Ananda mendekap mulut dan hidungnya dan ber angsur mundur saat Taufik batuk tiba-tiba.
"Jangan batuk depan Anna dong. Nanti virusnya nempelin Anna."
Omelnya masih tetap mendekap mulut dan hidungnya.
Uhuk Uhuk_
"A_ir," pinta Taufik.
Ingin ikut berbicara mendengar omongan Ananda tapi batuknya tidak mereda, ia bahkan menyebut air dengan susah payah.
"Eh! Tunggu Om."
Ananda yang sadar suaminya tidak berhenti dari batuk langsung mengikuti kemauan Taufik untuk mengambilkan air.
Apa kata orang nanti kalau suaminya mati karena batuk.
"Aduh, dapurnya mana sih?"
Ananda sudah memasuki dua ruangan dengan berlari, tapi tidak menunjukkan bentuk dapur yang sesungguhnya.
Saat pencarian ruang ke tiga, barulah dapurnya ia temukan.
"Ini yang desain rumahnya mikirin labirin kali ya? Dapurnya susah sekali dicarinya."
Ananda mengambil air disertai gerutuan yang tidak jelas.

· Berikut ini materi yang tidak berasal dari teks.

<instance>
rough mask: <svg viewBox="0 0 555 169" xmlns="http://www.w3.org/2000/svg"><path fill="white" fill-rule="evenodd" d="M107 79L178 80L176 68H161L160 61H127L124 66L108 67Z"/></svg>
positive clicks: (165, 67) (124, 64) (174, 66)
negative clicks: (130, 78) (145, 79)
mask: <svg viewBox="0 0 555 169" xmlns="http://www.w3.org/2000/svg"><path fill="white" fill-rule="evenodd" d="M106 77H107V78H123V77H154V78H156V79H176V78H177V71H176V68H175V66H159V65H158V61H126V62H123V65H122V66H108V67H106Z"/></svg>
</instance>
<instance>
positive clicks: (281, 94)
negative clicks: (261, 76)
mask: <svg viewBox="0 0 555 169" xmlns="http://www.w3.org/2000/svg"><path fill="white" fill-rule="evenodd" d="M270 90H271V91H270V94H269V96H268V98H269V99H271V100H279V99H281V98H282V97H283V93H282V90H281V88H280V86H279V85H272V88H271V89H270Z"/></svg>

Padalah dia sendiri yang baru pertama kali memasuki rumah besar namun minim penghuni itu. Jadi, otomatis dia belum tahu letak keberadaan dapurnya.
"Ini Om, minum."
Taufik menyambar cepat gelas di tangan Ananda lalu meminumnya.
"Hah_hah. Makasih."
Setelah mengatur nafasnya Taufik mengucapkan terimakasih.
Hampir saja nyawa satu-satunya melayang direnggut batuk tak berunjung.